In un contesto regionale segnato da forte instabilità, il Medio Oriente continua ad essere attraversato da conflitti e tregue fragili che non sembrano tradursi in una reale de-escalation delle tensioni. Le recenti evoluzioni sul campo e le loro implicazioni geopolitiche sollevano interrogativi sugli equilibri futuri dell’area e sulle strategie delle principali potenze coinvolte. In un’intervista a Tag24, Alberto Negri, giornalista esperto di politica estera, ha approfondito la situazione attuale del Medio Oriente e le dinamiche che stanno ridefinendo gli equilibri regionali tra conflitti, tregue e sviluppi geopolitici.
Il concetto di “cessate il fuoco” in Medio Oriente appare sempre più lontano dalla sua definizione tradizionale. Le tregue annunciate negli ultimi mesi a Gaza, in Libano e tra Stati Uniti e Iran non sembrano aver portato ad una reale interruzione delle ostilità ma piuttosto a una gestione temporanea dei conflitti. Pausa nei combattimenti, riduzione dell’intensità o accordi parziali hanno infatti permesso alle parti in causa di mantenere le proprie posizioni sul campo senza arrivare a una vera soluzione politica.
Il presidente degli Stati Uniti, Donald Trump, ha definito queste tregue con una frase che sintetizza la nuova realtà: "Il cessate il fuoco in Medio Oriente vuol dire sparare con più moderazione". Per Alberto Negri, "il fatto principale è stata la sconfitta americana e israeliana nello Stretto di Hormuz.
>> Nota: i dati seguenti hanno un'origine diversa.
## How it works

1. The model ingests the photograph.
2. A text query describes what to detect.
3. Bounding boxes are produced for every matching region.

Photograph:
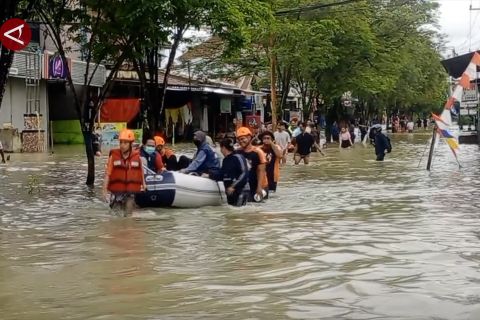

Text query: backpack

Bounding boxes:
[385,136,392,153]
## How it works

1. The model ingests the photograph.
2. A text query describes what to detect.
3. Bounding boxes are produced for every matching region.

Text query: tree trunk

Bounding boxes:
[270,36,277,131]
[280,65,292,110]
[159,26,187,122]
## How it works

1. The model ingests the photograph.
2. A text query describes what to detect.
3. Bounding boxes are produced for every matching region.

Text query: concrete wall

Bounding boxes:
[0,77,49,148]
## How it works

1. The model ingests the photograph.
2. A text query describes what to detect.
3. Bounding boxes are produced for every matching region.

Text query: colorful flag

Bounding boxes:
[432,52,480,158]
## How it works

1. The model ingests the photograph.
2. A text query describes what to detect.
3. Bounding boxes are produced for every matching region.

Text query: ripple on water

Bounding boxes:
[0,139,480,320]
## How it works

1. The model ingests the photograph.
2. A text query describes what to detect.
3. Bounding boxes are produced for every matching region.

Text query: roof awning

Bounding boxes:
[203,87,234,95]
[100,98,140,122]
[442,51,480,78]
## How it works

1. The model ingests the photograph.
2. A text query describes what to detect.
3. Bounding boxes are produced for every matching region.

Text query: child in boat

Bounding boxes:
[210,138,250,207]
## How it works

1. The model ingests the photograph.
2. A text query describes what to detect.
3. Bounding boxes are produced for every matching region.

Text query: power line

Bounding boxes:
[275,0,363,16]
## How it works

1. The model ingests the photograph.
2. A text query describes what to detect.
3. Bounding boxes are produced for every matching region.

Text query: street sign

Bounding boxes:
[0,18,32,51]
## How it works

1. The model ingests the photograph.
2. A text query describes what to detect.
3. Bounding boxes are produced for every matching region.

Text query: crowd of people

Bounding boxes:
[103,117,391,212]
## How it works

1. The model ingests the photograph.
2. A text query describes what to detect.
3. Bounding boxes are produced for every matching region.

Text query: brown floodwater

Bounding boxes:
[0,135,480,320]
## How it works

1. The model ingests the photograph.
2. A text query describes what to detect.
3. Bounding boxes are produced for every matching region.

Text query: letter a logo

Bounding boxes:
[0,18,32,51]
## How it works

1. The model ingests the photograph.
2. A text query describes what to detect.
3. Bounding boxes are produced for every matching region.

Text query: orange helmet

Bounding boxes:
[237,127,252,137]
[157,136,165,146]
[118,129,135,142]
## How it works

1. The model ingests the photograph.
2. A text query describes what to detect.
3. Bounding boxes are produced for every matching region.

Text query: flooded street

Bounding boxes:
[0,135,480,320]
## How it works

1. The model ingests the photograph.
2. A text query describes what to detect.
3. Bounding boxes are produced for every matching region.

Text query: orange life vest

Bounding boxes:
[108,149,143,192]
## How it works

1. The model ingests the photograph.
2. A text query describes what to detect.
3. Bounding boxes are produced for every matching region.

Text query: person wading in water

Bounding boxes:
[259,131,283,192]
[237,127,268,201]
[103,129,146,216]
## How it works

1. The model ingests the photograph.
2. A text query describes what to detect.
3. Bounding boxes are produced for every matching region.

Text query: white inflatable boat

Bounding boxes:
[135,169,226,208]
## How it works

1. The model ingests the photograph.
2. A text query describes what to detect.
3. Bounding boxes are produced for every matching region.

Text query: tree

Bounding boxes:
[134,0,268,132]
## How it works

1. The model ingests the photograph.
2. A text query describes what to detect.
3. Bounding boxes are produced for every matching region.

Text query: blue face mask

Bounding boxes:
[145,146,155,154]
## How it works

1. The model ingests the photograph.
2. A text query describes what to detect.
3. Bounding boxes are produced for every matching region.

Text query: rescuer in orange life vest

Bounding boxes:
[103,129,146,216]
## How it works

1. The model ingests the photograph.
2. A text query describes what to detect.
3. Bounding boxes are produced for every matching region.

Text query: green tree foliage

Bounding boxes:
[183,0,446,124]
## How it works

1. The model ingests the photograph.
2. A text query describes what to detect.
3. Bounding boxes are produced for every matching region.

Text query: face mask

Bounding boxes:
[145,146,155,154]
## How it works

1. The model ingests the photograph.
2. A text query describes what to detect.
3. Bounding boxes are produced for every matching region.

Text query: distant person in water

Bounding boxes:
[372,126,392,161]
[0,141,5,163]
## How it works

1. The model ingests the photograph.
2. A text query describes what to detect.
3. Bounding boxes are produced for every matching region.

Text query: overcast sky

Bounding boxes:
[434,0,480,54]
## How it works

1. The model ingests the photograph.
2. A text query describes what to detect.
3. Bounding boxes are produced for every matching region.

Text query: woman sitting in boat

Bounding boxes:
[210,138,250,207]
[153,136,178,171]
[140,139,165,173]
[180,131,220,176]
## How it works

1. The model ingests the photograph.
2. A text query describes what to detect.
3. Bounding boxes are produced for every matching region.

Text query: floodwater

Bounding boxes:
[0,135,480,320]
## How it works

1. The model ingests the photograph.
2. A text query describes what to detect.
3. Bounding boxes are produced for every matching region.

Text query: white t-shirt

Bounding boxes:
[273,131,290,150]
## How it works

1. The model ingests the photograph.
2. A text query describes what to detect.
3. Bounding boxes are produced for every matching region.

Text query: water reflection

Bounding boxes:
[0,135,480,319]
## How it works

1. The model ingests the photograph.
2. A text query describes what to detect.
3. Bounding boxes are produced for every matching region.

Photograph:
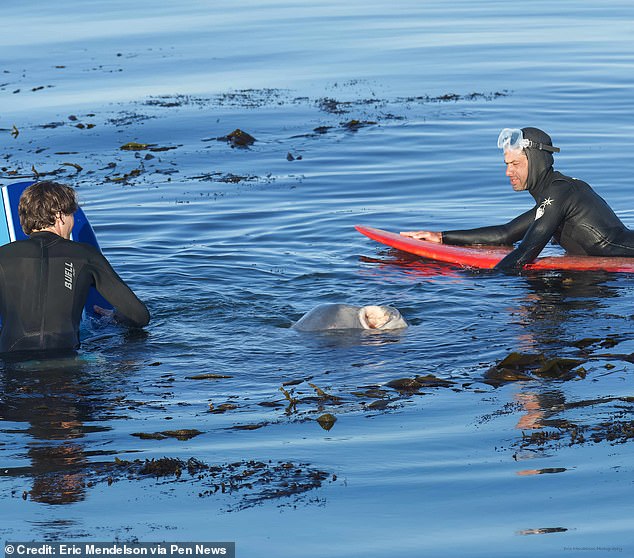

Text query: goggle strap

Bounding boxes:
[531,141,561,153]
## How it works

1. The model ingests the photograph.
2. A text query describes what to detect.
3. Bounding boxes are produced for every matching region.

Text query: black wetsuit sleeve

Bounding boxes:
[91,252,150,327]
[495,202,561,271]
[442,208,535,246]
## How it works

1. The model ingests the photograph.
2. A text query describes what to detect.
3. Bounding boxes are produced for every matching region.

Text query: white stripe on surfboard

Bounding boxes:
[2,186,15,242]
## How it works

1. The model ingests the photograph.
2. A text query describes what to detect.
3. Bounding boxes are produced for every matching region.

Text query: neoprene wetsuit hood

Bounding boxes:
[522,128,555,191]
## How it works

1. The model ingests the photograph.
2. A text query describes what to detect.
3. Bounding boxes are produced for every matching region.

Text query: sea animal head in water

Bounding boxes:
[293,304,407,331]
[359,306,407,329]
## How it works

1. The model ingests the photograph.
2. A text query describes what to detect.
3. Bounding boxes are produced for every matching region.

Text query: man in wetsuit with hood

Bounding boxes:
[0,182,150,353]
[401,128,634,271]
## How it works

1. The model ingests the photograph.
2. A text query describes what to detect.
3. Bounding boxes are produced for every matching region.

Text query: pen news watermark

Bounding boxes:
[4,542,236,558]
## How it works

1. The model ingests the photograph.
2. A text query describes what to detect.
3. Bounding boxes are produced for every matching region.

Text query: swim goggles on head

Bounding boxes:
[498,128,560,153]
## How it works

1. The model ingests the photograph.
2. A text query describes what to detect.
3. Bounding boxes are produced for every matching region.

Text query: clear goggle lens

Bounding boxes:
[498,128,559,153]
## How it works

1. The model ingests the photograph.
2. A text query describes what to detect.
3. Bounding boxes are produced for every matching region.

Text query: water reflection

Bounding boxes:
[0,356,122,504]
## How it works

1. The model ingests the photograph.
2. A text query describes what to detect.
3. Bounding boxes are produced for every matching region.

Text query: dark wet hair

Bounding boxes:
[18,180,79,234]
[522,128,555,191]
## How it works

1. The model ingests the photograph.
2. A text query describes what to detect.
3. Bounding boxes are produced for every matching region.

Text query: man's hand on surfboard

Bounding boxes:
[401,231,442,244]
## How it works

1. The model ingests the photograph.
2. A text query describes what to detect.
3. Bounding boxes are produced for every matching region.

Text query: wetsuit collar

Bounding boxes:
[528,167,555,200]
[29,231,63,245]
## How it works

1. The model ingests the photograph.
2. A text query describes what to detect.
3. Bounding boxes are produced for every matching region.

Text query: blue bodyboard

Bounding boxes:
[0,181,112,316]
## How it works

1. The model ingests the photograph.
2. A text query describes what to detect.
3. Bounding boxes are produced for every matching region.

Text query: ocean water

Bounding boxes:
[0,0,634,557]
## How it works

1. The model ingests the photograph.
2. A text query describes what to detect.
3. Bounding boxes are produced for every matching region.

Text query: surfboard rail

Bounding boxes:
[355,225,634,273]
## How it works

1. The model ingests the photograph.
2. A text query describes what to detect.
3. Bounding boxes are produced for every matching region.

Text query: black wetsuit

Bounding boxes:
[442,168,634,270]
[0,232,150,353]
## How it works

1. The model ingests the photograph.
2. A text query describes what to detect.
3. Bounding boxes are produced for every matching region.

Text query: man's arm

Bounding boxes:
[401,208,536,246]
[92,252,150,327]
[495,203,561,271]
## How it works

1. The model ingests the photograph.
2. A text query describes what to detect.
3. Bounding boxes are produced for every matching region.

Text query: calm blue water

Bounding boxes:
[0,0,634,557]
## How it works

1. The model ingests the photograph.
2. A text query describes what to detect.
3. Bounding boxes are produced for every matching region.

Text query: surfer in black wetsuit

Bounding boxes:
[0,182,150,353]
[401,128,634,270]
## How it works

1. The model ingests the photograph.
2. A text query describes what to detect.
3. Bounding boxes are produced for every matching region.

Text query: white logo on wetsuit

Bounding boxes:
[535,198,553,221]
[64,262,75,291]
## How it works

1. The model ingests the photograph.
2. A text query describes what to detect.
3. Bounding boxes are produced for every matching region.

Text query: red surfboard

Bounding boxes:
[355,225,634,273]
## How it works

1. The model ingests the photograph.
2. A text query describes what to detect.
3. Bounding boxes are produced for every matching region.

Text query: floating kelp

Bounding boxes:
[209,403,238,415]
[216,128,257,147]
[414,374,456,387]
[484,352,586,387]
[185,372,233,380]
[80,457,337,510]
[385,378,423,393]
[316,413,337,431]
[119,141,178,152]
[132,428,202,442]
[517,527,568,535]
[341,119,378,132]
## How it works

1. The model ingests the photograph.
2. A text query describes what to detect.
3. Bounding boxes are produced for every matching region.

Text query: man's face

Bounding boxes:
[504,150,528,192]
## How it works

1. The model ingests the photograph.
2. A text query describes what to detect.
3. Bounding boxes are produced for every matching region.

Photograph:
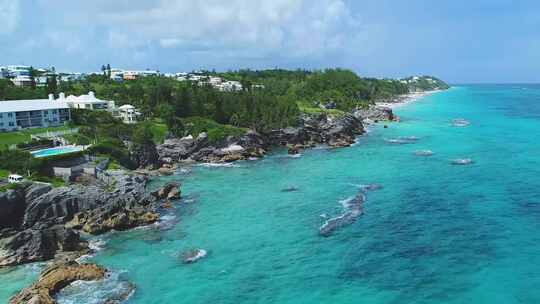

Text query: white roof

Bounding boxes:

Si tratta della sconfitta più colossale mai subita dagli Stati Uniti negli ultimi 80 anni perché uno stato, l'Iran, senza neppure una marina militare è riuscito a bloccare per 4 mesi gli Stati Uniti, Israele e tutti i traffici mondiali". Una "sconfitta militare che raramente si è vista sulla scena internazionale".
"Ora addirittura pensano di continuare a negoziare ma gli Stati Uniti si sono resi conto che il memorandum che hanno firmato con l'Iran è addirittura una capitolazione, cioè è talmente oneroso che probabilmente non riescono a firmarlo", ha affermato il giornalista.
La situazione attuale ha conseguenze più ampie:
"Non si tratta soltanto della sconfitta in Medio Oriente degli Stati Uniti. Si tratta di una vittoria dell'Iran che è un paese non soltanto mediorientale ma anche asiatico. L'Iran è infatti il maggiore alleato proprio della Cina. Quindi i cinesi, per interposto stato, hanno conseguito una vittoria militare di dimensioni clamorose che ricorda in qualche modo la sconfitta della Russia da parte del Giappone nel 1905".
"L'alleato maggiore degli Stati Uniti, cioè Israele, non si vuole rassegnare a questa che Netanyahu stesso definisce una capitolazione e quindi continua a combattere in Libano da dove non si ritirerà sicuramente nelle prossime settimane". Questo implica il coinvolgimento di "paesi come la Siria, come la Turchia e via discorrendo, perché Israele occupa anche un pezzo più grande della Siria di quanto non ne occupasse prima. Prima occupava solo le alture del Golan, adesso occupa anche un pezzo della pianura che va verso verso Damasco".
Per Negri, sul fronte europeo, "la sconfitta degli Stati Uniti e anche di Israele porterà ad un irrigidimento delle posizioni israeliane. Gli israeliani cominceranno una campagna enorme dal punto di vista mediatico e di propaganda in tutti i paesi europei".
Parlando della situazione a Gaza il giornalista ha affermato:
"Non ci sarà nessun Board of Peace, non ci sarà nessuna nuova Gaza".
Mentre la situazione in Medio Oriente e la guerra contro l’Iran restano due temi che dividono l’opinione pubblica americana, si avvicinano le midterm negli Stati Uniti, previste per novembre 2026.
Per le elezioni di medio termine, "Trump non riuscirà a vincere, però non le perderà neanche in maniera rovinosa".